Globe backs call for mandatory IP peering
MANILA, Philippines - Globe Telecom Inc. said on Sunday it supports the telco regulator’s position on the mandatory Internet protocol (IP) peering among carries to improve Internet services in the country.
The telecommunications provider, however, maintains that there should not be any excess charge to maintain or even lower Internet surfing costs.
“A mandatory IP peering among major Internet service providers [ISPs] in the country would greatly improve Internet speeds. The absence of an effective and applicable IP peering agreement among major telecommunications providers in the Philippines has been huge deterrent in further advancing Internet development in the country,” Globe General Counsel Vicente Froilan M. Castelo said.

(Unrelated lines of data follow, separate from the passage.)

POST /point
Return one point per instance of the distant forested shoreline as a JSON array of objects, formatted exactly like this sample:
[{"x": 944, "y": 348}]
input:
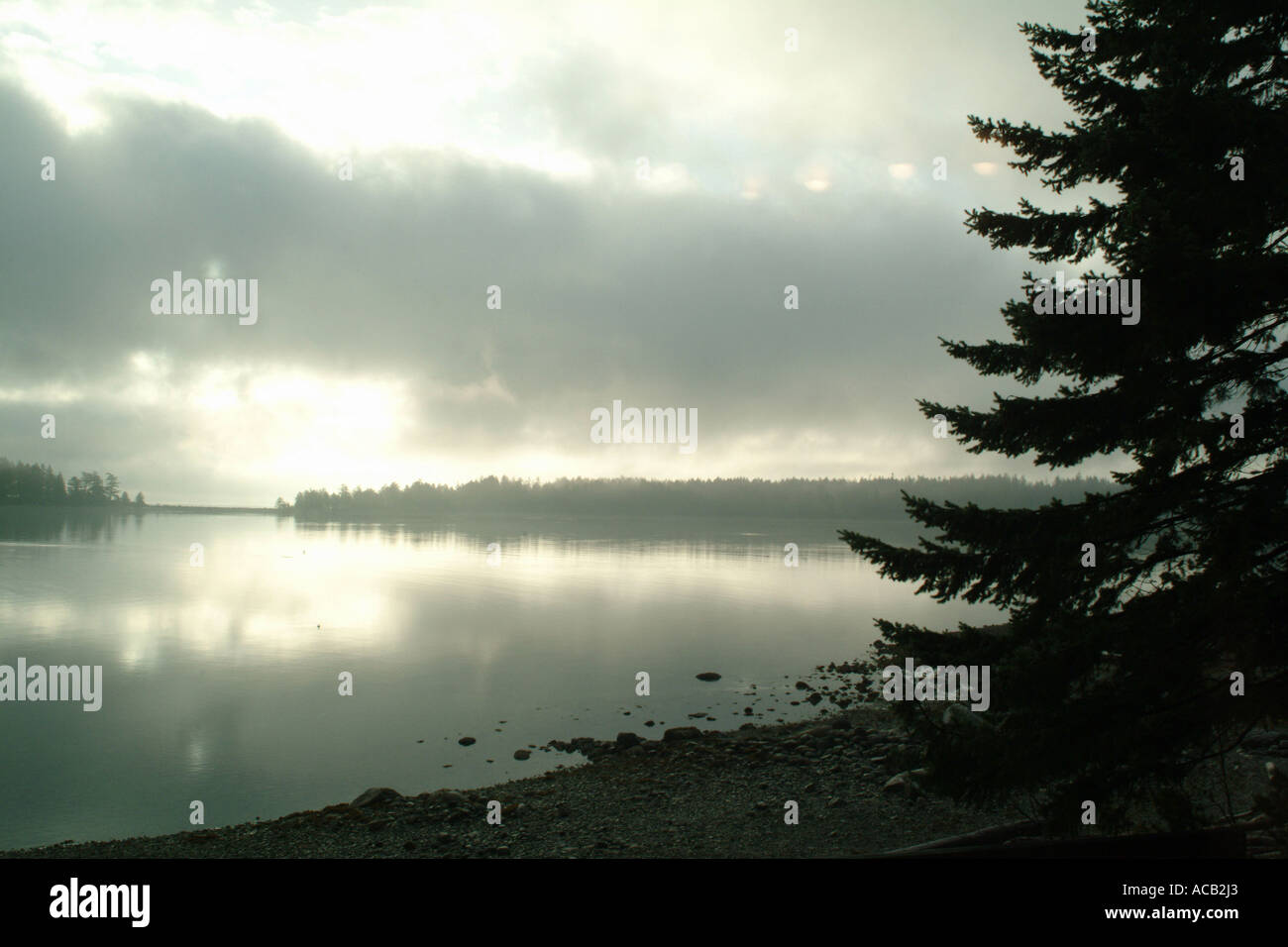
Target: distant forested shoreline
[
  {"x": 880, "y": 496},
  {"x": 40, "y": 484}
]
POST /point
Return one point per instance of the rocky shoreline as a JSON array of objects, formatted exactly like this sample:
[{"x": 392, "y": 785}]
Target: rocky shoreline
[{"x": 692, "y": 793}]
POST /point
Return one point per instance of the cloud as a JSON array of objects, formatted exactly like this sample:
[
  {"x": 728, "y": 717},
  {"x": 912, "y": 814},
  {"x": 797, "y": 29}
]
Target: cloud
[{"x": 375, "y": 354}]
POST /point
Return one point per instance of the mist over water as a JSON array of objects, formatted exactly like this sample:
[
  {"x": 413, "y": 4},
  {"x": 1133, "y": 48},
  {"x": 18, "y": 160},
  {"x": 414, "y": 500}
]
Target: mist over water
[{"x": 220, "y": 682}]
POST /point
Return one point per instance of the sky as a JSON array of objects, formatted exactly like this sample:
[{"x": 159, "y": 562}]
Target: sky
[{"x": 639, "y": 180}]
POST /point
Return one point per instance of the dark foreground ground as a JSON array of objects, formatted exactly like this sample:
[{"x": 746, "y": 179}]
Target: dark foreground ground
[{"x": 704, "y": 795}]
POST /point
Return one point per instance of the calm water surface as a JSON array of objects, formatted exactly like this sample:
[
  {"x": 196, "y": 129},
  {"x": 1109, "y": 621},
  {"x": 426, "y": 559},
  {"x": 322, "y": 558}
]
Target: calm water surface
[{"x": 220, "y": 682}]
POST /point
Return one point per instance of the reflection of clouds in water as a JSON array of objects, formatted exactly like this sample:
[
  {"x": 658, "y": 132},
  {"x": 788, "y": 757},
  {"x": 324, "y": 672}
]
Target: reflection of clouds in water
[{"x": 196, "y": 755}]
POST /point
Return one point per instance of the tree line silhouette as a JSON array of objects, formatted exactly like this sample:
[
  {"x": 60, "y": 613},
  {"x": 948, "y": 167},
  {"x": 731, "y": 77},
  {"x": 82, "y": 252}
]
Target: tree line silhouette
[
  {"x": 880, "y": 496},
  {"x": 40, "y": 484}
]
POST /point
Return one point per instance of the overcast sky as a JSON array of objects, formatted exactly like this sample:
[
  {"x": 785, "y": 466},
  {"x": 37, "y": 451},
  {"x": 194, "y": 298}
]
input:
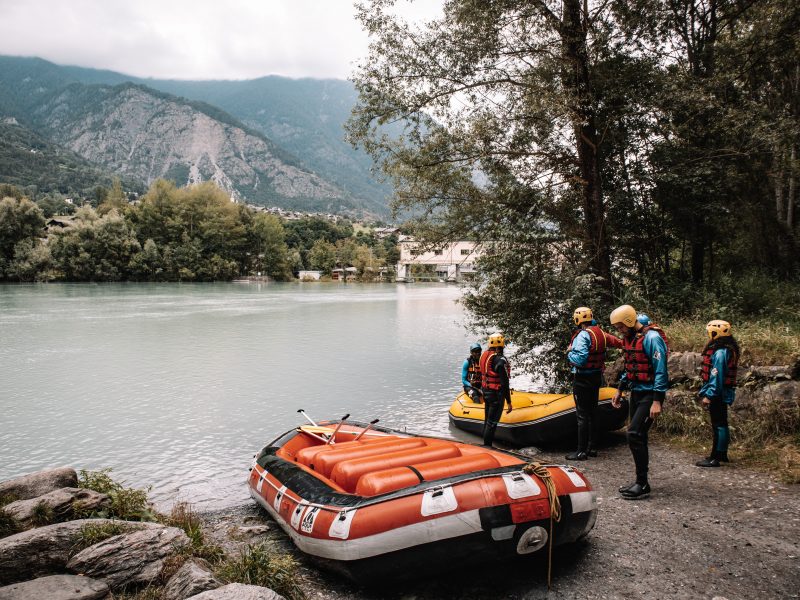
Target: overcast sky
[{"x": 194, "y": 39}]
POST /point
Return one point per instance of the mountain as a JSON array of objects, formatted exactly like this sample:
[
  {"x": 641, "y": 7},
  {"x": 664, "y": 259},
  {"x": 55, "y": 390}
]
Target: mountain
[
  {"x": 272, "y": 140},
  {"x": 27, "y": 159}
]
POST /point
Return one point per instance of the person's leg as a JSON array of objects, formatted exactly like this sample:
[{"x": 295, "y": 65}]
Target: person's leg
[
  {"x": 582, "y": 392},
  {"x": 593, "y": 398},
  {"x": 492, "y": 412},
  {"x": 637, "y": 441}
]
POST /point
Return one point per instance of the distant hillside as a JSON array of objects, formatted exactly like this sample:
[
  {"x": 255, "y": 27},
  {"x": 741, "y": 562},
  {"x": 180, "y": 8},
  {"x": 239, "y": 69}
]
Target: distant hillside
[
  {"x": 27, "y": 159},
  {"x": 299, "y": 120}
]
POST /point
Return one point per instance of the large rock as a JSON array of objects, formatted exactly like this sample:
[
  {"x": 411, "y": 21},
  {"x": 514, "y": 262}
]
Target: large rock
[
  {"x": 130, "y": 558},
  {"x": 239, "y": 591},
  {"x": 37, "y": 484},
  {"x": 46, "y": 550},
  {"x": 56, "y": 587},
  {"x": 64, "y": 504},
  {"x": 192, "y": 578}
]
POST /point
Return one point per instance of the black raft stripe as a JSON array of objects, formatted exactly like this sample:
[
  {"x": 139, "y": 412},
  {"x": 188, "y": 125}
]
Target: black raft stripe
[{"x": 417, "y": 473}]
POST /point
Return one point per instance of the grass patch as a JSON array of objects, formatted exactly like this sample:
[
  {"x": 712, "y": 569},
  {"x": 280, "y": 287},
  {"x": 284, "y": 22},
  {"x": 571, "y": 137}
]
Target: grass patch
[
  {"x": 94, "y": 533},
  {"x": 8, "y": 524},
  {"x": 42, "y": 514},
  {"x": 129, "y": 504},
  {"x": 768, "y": 440},
  {"x": 183, "y": 517},
  {"x": 763, "y": 342},
  {"x": 263, "y": 565}
]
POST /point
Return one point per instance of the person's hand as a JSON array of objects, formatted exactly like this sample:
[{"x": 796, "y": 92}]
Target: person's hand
[{"x": 655, "y": 409}]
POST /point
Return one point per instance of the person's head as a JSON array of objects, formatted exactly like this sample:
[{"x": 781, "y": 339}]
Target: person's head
[
  {"x": 497, "y": 342},
  {"x": 623, "y": 319},
  {"x": 582, "y": 316},
  {"x": 717, "y": 329}
]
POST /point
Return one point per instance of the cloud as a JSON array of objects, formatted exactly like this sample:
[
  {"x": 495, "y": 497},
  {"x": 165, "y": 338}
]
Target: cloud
[{"x": 192, "y": 39}]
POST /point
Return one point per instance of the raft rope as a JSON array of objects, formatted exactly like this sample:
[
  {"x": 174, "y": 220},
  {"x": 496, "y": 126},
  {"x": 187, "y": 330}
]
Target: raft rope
[{"x": 543, "y": 473}]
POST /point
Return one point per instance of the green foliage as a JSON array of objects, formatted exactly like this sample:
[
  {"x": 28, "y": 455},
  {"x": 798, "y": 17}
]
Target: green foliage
[
  {"x": 129, "y": 504},
  {"x": 265, "y": 566},
  {"x": 185, "y": 518},
  {"x": 8, "y": 524},
  {"x": 42, "y": 514}
]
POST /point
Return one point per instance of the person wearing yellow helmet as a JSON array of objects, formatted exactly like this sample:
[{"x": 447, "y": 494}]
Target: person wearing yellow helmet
[
  {"x": 587, "y": 356},
  {"x": 718, "y": 372},
  {"x": 647, "y": 378},
  {"x": 495, "y": 374}
]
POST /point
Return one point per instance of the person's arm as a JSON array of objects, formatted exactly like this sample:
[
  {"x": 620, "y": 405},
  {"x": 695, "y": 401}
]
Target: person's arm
[
  {"x": 716, "y": 377},
  {"x": 656, "y": 350},
  {"x": 579, "y": 354},
  {"x": 464, "y": 376}
]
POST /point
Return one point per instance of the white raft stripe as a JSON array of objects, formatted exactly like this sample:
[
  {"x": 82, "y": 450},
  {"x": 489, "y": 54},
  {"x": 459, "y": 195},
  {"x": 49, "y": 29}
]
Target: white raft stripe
[{"x": 424, "y": 532}]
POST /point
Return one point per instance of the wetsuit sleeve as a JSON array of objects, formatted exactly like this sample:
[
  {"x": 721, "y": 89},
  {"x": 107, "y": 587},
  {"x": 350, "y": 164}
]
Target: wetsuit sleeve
[
  {"x": 716, "y": 378},
  {"x": 464, "y": 372},
  {"x": 580, "y": 349},
  {"x": 612, "y": 341},
  {"x": 656, "y": 351}
]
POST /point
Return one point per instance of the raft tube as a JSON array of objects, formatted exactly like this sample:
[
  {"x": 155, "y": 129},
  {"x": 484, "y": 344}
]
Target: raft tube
[
  {"x": 537, "y": 419},
  {"x": 394, "y": 504}
]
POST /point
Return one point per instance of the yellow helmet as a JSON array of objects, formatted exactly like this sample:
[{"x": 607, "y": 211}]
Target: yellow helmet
[
  {"x": 717, "y": 329},
  {"x": 582, "y": 315},
  {"x": 624, "y": 314},
  {"x": 496, "y": 340}
]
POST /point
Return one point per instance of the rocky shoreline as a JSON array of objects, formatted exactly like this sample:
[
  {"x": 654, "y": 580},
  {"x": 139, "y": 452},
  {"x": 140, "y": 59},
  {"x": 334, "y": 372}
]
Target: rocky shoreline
[{"x": 81, "y": 558}]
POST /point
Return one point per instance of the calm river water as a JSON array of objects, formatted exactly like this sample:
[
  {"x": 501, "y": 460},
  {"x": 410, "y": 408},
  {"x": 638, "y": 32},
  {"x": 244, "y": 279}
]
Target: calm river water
[{"x": 177, "y": 385}]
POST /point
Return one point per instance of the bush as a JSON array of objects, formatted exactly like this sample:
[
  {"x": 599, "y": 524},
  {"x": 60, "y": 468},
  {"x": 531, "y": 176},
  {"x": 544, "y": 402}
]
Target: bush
[
  {"x": 263, "y": 565},
  {"x": 130, "y": 504}
]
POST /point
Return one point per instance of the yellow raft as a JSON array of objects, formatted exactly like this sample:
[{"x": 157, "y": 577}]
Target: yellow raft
[{"x": 537, "y": 419}]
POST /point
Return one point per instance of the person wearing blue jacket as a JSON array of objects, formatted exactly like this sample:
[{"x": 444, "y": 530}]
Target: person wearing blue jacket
[
  {"x": 471, "y": 373},
  {"x": 647, "y": 378},
  {"x": 718, "y": 372},
  {"x": 587, "y": 357}
]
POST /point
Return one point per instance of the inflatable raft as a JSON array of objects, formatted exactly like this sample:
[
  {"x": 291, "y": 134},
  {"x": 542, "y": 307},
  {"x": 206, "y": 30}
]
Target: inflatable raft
[
  {"x": 537, "y": 419},
  {"x": 389, "y": 503}
]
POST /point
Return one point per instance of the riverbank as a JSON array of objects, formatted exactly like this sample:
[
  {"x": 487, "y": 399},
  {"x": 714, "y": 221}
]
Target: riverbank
[{"x": 703, "y": 533}]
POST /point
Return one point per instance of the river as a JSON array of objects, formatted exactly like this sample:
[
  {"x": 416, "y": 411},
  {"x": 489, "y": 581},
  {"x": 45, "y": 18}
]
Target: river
[{"x": 178, "y": 385}]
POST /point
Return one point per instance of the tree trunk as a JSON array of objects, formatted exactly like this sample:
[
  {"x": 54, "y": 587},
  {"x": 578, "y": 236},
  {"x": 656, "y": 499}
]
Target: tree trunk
[
  {"x": 792, "y": 188},
  {"x": 576, "y": 79}
]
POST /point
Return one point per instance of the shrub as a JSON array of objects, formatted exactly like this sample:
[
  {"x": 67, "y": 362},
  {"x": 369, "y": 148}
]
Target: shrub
[
  {"x": 263, "y": 565},
  {"x": 130, "y": 504}
]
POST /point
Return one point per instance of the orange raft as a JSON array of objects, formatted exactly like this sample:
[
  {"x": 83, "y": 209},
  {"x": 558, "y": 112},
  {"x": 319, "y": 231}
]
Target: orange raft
[{"x": 390, "y": 503}]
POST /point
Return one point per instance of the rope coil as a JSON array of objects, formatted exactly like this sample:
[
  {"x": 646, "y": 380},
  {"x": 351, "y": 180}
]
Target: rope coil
[{"x": 543, "y": 473}]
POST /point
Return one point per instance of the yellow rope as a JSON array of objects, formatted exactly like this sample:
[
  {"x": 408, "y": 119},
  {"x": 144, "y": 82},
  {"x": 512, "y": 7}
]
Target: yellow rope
[{"x": 555, "y": 506}]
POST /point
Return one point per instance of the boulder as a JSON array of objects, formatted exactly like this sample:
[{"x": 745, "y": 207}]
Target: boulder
[
  {"x": 65, "y": 504},
  {"x": 46, "y": 550},
  {"x": 56, "y": 587},
  {"x": 239, "y": 591},
  {"x": 130, "y": 558},
  {"x": 37, "y": 484},
  {"x": 192, "y": 578}
]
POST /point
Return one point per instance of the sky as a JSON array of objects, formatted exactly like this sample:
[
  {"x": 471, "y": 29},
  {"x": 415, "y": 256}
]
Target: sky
[{"x": 195, "y": 39}]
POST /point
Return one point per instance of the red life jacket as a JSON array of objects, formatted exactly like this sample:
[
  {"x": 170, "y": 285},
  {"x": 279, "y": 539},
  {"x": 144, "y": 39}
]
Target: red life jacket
[
  {"x": 490, "y": 379},
  {"x": 473, "y": 372},
  {"x": 637, "y": 363},
  {"x": 730, "y": 372},
  {"x": 597, "y": 348}
]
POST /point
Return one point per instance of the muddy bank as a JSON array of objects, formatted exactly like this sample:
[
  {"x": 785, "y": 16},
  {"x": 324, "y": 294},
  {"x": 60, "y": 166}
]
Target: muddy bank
[{"x": 704, "y": 533}]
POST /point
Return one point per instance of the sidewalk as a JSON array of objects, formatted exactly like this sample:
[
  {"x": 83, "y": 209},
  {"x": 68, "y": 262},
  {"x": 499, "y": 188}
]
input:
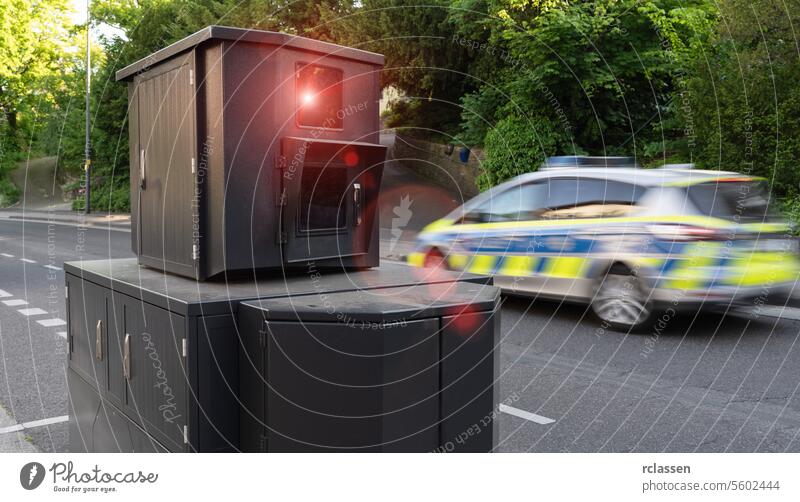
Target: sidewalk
[
  {"x": 105, "y": 220},
  {"x": 11, "y": 439}
]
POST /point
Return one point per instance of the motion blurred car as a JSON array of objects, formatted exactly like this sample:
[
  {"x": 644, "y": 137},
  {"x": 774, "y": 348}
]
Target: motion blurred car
[{"x": 632, "y": 242}]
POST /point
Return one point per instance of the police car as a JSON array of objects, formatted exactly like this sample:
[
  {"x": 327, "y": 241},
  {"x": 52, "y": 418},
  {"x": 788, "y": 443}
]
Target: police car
[{"x": 629, "y": 241}]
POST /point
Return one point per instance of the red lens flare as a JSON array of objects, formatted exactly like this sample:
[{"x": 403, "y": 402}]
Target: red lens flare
[{"x": 351, "y": 158}]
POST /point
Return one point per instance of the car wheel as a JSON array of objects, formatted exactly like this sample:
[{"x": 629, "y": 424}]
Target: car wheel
[
  {"x": 622, "y": 301},
  {"x": 435, "y": 259}
]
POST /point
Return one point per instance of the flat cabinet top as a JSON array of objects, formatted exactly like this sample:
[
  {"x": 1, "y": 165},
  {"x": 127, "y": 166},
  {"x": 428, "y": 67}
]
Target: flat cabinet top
[
  {"x": 376, "y": 306},
  {"x": 189, "y": 297},
  {"x": 245, "y": 35}
]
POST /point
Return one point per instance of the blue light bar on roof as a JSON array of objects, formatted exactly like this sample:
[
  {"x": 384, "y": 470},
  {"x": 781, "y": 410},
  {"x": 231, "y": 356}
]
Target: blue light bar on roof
[{"x": 584, "y": 161}]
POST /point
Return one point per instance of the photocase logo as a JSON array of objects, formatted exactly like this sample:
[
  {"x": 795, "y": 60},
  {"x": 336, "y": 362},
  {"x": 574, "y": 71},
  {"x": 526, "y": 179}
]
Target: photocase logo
[{"x": 31, "y": 475}]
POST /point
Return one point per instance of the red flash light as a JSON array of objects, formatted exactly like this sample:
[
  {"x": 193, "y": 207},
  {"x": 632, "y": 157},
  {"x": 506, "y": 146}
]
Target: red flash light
[{"x": 351, "y": 158}]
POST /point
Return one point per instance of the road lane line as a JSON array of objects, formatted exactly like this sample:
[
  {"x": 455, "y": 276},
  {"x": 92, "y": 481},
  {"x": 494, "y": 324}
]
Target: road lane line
[
  {"x": 33, "y": 311},
  {"x": 778, "y": 311},
  {"x": 49, "y": 323},
  {"x": 533, "y": 417},
  {"x": 34, "y": 423}
]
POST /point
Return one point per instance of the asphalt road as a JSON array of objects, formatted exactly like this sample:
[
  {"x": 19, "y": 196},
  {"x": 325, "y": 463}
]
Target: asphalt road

He added that it is high time that the National Telecommunications Commission (NTC) addresses this issue squarely amid mounting calls of Filipino consumers for faster Internet speeds. At a recent joint hearing of the Senate committees on trade and public services, the NTC cited the lack of IP peering among local ISPs as one of factors that contribute to slower Internet speeds in the country.
The regulatory body pointed out that in the case of Singapore and South Korea where Internet content are mostly generated internally, as a result of an effective IP peering policy.
IP peering allows one ISP to connect with another provider, giving both entities a direct route for fast exchange of information.
“Establishing a direct connection among ISPs would greatly improve throughput and latency performance of ISPs and enhance bandwidth utilization. This will enable ISPs like Globe Telecom to provide faster Internet speeds for their respective customers,” Castelo added.
Around 15 percent to 23 percent of all Internet traffic in the Philippines is domestic, said Castelo. This means that domestic traffic originates in the Philippines and terminates in the Philippines. However, instead of remaining local, up to 70 percent of this local traffic is being routed externally, such as in Hong Kong and the US, before returning to the Philippines. This means that instead of getting routed directly between origin and destination, data is routed outward through large ISPs that sell transit before data is routed back to its target destination, this causes delays in data transmission and effectively slows Internet connectivity.
Castelo emphasized that the absence of applicable IP peering agreement among major ISPs in the Philippines makes the country dependent on international cables, which poses a threat to the overall Internet connectivity in the country in times of disaster. The lack of an applicable domestic IP peering policy also entails huge operating costs for ISPs like Globe.